Theatre Criticism in the Public Sphere: Masterclass at FITEI, Porto

 

Decline, demise, deliberation: the question of criticism in the public sphere

presented as part of Creating Dialogues: Performing Arts Criticism and the Public Sphere

In 1989, in The Structural Transformation of the Public Sphere, Jurgen Habermas argues that the formation of the bourgeois public sphere in the 18th century developed through democratic deliberation and the exercising and constitution of public opinion. Habermas is influential in tracing a relationship between criticism, deliberation and political practice that, despite its flaws, has been instrumental in thinking about criticism’s role and position in the public sphere.

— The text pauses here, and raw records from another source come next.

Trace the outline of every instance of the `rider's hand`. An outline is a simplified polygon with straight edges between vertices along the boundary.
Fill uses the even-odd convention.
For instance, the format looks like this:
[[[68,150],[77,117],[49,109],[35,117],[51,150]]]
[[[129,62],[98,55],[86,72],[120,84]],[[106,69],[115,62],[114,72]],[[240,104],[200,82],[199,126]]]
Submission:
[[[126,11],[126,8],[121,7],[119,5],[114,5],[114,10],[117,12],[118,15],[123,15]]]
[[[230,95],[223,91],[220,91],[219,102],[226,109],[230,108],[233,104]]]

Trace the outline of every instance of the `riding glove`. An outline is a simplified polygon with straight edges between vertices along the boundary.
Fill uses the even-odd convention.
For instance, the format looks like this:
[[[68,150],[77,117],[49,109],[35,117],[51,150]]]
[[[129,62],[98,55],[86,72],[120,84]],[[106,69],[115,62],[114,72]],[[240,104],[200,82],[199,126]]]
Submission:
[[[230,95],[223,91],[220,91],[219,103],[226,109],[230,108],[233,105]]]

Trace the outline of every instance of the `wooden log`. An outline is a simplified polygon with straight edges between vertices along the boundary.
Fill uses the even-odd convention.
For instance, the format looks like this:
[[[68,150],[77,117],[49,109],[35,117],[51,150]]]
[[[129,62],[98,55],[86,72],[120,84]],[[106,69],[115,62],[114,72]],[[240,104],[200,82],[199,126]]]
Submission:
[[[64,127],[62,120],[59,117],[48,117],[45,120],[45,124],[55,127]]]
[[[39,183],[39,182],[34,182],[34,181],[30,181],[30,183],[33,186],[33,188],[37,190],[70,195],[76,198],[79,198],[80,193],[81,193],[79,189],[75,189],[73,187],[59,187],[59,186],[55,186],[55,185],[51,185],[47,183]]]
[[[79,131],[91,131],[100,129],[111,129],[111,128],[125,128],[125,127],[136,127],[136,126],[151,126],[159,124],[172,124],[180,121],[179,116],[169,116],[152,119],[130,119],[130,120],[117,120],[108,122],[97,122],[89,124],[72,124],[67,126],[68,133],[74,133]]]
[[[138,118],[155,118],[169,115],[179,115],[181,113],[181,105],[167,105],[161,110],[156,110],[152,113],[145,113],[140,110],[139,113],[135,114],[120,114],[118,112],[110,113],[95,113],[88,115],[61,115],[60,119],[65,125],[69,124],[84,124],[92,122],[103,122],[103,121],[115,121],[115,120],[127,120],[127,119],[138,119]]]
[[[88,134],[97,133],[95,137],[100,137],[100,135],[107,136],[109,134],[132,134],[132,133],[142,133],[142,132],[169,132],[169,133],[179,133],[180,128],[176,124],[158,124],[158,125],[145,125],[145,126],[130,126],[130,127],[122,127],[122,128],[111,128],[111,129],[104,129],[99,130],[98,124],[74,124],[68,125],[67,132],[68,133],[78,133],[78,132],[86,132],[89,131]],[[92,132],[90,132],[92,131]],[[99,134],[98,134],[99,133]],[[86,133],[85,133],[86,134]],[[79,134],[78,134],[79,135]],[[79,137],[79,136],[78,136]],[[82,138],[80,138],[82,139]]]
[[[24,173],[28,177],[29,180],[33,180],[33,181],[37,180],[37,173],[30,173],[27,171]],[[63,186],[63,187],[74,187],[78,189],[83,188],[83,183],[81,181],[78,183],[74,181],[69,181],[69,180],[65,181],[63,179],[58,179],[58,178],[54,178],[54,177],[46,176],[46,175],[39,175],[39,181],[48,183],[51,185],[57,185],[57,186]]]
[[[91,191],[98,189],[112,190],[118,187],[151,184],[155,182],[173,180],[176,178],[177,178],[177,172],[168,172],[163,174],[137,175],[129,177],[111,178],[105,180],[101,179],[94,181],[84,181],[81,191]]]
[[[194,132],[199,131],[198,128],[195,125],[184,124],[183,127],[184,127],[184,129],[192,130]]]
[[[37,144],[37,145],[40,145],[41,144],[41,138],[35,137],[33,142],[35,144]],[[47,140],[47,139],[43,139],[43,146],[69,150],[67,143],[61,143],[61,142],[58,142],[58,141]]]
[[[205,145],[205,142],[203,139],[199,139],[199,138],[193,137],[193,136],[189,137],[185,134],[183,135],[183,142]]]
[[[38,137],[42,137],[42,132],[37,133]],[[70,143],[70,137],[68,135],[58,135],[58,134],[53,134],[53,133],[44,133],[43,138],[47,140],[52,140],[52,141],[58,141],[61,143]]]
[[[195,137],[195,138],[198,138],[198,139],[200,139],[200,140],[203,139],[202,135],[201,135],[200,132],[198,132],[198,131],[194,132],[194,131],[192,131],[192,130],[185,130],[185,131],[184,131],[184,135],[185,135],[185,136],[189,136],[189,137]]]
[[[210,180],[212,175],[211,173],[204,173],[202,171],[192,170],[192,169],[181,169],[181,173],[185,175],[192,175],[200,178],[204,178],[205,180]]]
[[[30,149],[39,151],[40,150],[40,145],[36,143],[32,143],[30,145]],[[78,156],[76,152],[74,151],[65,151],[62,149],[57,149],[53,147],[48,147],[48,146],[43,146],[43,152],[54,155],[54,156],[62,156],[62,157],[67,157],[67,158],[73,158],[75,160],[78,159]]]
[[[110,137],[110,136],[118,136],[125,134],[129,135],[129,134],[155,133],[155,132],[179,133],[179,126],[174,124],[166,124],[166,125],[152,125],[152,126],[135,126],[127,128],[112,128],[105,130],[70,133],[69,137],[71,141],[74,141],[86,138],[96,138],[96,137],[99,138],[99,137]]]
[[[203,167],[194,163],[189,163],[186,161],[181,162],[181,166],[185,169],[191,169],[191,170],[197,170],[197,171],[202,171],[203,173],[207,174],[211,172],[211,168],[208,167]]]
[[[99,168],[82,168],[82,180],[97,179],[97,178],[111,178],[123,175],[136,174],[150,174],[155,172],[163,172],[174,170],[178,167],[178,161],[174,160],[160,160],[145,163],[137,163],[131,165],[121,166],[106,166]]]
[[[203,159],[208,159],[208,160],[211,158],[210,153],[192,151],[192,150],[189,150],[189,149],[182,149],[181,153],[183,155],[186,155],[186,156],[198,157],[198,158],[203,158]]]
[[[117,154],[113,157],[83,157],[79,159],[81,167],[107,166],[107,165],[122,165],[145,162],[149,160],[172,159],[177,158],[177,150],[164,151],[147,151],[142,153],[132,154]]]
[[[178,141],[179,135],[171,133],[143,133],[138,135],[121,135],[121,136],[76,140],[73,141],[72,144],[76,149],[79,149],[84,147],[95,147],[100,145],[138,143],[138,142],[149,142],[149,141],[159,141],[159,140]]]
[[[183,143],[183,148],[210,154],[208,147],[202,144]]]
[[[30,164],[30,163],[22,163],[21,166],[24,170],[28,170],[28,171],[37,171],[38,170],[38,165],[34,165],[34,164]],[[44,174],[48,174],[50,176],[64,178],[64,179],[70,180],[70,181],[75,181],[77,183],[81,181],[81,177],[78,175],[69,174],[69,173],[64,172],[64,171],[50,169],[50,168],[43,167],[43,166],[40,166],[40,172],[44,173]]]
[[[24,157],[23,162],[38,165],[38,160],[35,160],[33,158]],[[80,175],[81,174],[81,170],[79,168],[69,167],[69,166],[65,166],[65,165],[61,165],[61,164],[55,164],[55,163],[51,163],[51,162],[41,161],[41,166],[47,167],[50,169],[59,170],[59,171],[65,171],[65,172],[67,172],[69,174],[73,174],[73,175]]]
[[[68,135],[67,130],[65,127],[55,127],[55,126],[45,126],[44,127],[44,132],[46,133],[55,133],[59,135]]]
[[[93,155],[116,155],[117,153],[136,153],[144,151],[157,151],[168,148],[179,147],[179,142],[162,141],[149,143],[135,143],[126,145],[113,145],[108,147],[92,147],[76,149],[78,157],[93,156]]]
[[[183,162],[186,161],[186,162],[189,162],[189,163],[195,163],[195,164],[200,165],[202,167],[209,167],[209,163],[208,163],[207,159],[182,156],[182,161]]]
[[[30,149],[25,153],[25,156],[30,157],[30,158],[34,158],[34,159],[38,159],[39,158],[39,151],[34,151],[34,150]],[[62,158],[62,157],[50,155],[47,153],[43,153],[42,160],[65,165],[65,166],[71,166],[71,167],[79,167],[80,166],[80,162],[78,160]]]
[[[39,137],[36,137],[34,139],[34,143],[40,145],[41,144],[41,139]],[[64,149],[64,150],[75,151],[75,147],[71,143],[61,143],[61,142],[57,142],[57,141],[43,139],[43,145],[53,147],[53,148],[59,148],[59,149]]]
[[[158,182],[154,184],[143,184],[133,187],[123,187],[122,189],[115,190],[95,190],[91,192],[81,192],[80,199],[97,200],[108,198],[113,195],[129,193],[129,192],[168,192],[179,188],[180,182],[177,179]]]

Habermas situates criticism and gives intellectual and political weight to its capacity to operate collectively.

 

In 2011, art theorist Hito Steyerl argues, in Free-Fall: A Thought Experiment on Vertical Perspective, that we find ourselves in constant free-fall, a perspective that ‘throws jaw-dropping social inequalities in sharp focus’, but also ‘a shifting formation’, a productive instability. This is a different moment for criticism; one in which we declare its fall, its deterritorialisation, but also where we profess our passion for its sustained engagement and ongoing re-formation. Yet if the ground is no longer there, then where is criticism situated? And where and what are its spaces of debate?

 

In this masterclass, we will use these starting points to think through the question of criticism in the public sphere. How can criticism consider and actively engage with the spaces it occupies and creates in the public sphere under these circumstances? How can we revisit notions of community and deliberation under these circumstances, where spaces of critical dialogue are in constant conflict with the mechanisms of neoliberalism? And what of public opinion- is it something to be constructed, or something to be rescued?